Aunque los nazis se oponían al consumo de cualquier droga —Hitler era vegetariano—, aprovecharon los efectos potenciadores de la pervitina para tomar la ofensiva a principios de la Segunda Guerra Mundial, con la estrategia llamada “guerra relámpago”. Los alemanes atacaron por la frontera de Bélgica, un lugar que no esperaban Inglaterra y Francia, un territorio difícil de cruzar, para lo cual necesitaban que los soldados no durmieran durante al menos tres días y lo lograron con ayuda de la pervitina. A los soldados se les daba sus dosis en su canasta básica; el escritor Heinrich Böll se hizo adicto a ella y la consumía todavía después de la guerra. Aunque hubo médicos que pedían que se controlara por los efectos secundarios, su uso y abuso continuó. En este modo de usar la droga, los nazis se anticiparon a los norteamericanos en Vietnam. Los jerarcas nazis pensaron que además de ser un potenciador físico, la pervitina pudiera llegar a incrementar la capacidad intelectual, pero esto no fue ni será posible. Que quede claro: una droga no quita lo burro y esa pretensión es lo que hace ver a neurocientíficos poco serios como farsantes.
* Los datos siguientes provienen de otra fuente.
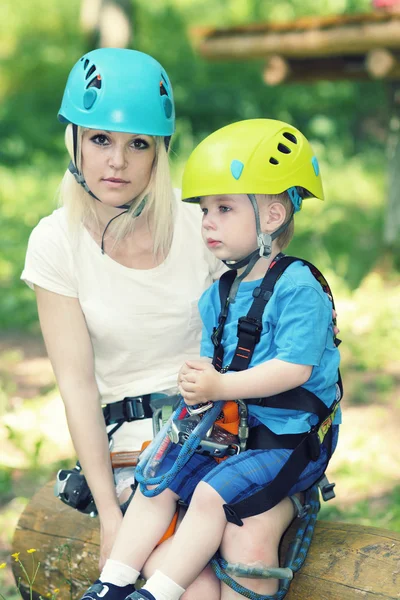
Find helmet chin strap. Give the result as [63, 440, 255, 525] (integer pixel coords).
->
[222, 194, 293, 303]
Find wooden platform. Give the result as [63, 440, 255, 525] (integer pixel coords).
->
[13, 482, 400, 600]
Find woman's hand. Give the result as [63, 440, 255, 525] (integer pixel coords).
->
[99, 508, 123, 572]
[178, 359, 223, 406]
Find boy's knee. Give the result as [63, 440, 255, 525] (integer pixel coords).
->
[221, 522, 279, 566]
[189, 481, 224, 511]
[181, 567, 221, 600]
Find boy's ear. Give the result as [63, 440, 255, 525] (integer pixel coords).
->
[261, 202, 286, 233]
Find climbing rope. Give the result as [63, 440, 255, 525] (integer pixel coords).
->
[211, 484, 320, 600]
[135, 400, 224, 498]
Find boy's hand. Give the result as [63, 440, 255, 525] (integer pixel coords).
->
[178, 360, 222, 406]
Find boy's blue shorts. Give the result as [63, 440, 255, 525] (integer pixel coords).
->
[157, 425, 339, 504]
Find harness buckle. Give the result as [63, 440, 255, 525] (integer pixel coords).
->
[237, 317, 262, 344]
[122, 396, 145, 423]
[317, 473, 336, 502]
[307, 427, 321, 462]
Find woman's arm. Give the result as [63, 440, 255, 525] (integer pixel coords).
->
[35, 286, 122, 560]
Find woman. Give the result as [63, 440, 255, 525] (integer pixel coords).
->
[22, 48, 316, 600]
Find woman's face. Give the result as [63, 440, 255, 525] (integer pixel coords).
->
[82, 129, 156, 207]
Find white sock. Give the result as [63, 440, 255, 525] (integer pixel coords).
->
[143, 570, 185, 600]
[100, 558, 140, 587]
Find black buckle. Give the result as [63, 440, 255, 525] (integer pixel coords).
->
[317, 473, 336, 502]
[307, 427, 321, 462]
[222, 504, 243, 527]
[122, 396, 145, 423]
[237, 317, 262, 344]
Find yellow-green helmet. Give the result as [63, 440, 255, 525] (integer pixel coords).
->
[182, 119, 324, 210]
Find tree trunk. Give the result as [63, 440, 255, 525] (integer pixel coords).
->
[12, 483, 400, 600]
[80, 0, 133, 50]
[384, 82, 400, 268]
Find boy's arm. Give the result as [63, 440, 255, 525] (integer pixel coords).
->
[179, 358, 312, 404]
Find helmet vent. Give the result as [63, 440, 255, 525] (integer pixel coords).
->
[86, 75, 101, 90]
[160, 81, 168, 96]
[283, 131, 297, 144]
[85, 65, 96, 79]
[278, 144, 291, 154]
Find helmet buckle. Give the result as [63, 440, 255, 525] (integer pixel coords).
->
[257, 233, 272, 258]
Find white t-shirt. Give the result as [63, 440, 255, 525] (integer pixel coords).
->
[21, 195, 225, 404]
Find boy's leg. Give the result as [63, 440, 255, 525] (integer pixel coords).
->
[143, 482, 226, 600]
[220, 498, 295, 600]
[142, 507, 221, 600]
[81, 489, 179, 600]
[110, 488, 179, 571]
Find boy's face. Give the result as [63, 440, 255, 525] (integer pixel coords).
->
[200, 194, 257, 261]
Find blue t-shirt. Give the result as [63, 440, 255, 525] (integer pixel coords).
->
[199, 262, 341, 434]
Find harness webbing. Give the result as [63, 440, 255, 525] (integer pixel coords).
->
[211, 484, 320, 600]
[212, 254, 342, 525]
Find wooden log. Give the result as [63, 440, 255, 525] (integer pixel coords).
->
[194, 16, 400, 60]
[263, 56, 372, 85]
[13, 483, 400, 600]
[263, 51, 400, 85]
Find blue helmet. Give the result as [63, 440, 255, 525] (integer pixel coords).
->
[58, 48, 175, 136]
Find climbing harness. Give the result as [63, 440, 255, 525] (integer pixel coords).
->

Llegamos ahora el asunto que originó la investigación de Ohler: cómo Hitler se volvió un consumidor de drogas. Ohler cuenta que al descubrir el archivo del doctor Theo Morell, encontró notas referentes a un “paciente A” al que se le administraban inyecciones diarias de “sustancias extrañas”, cuyas dosis se fueron paulatinamente incrementando. ¿Por qué sucedió esto? Arriesgamos la siguiente explicación: mientras el Partido Nazi fue oposición en Alemania y hasta que inició la Segunda Guerra Mundial (1919-1939) Hitler, vegetariano como se anotó renglones arriba, tenía un buen equilibrio físico y mental. Una vez en el poder, defendió la pureza de sangre de la raza aria oponiéndose al consumo de cualquier droga, implantando castigos severos a quien transgrediera está ley. (Esta exigencia no llegó a sus colaboradores cercanos; Hermann Göring era adicto a la morfina). Ohler señala que estableció su política antidrogas porque él quería ser la droga del pueblo. Dio su anuencia al consumo de la pervitina porque así podía tener supersoldados en apariencia. Cuando el curso de la guerra se fue complicando y el estrés aumentó, es que apareció el médico. Que la relación de Hitler con el doctor Theo Morell abarcara el periodo final de 1941 a 1944, entonces, no resulta arbitrario. Con todo y que el doctor escribió que cuidaba mucho las dosis que le administraba, no deja de impresionar el tipo de drogas que Hitler consumía. Como muestra está el narcótico para “entendidos” llamado Eukodal, cuyo poder era el doble de la morfina. Una cita de William Burroughs, que Ohler utiliza, es iluminadora: “El Eukodal es una mezcla de cocaína y morfina. Cuando se trata de pergeñar algo realmente pérfido, hay que contar con los alemanes”. Por las heridas que le dejó un fallido atentado, se hizo adicto a la cocaína. Pero para que Hitler “funcionara” no se le daba una sola droga, sino un coctel de ellas. En algún momento, Ohler insinúa que por la droga Hitler no tomó las decisiones adecuadas, pero acepta al final que fue un estratega mediocre desde siempre. La Alemania nazi estaba destinada a perder la guerra.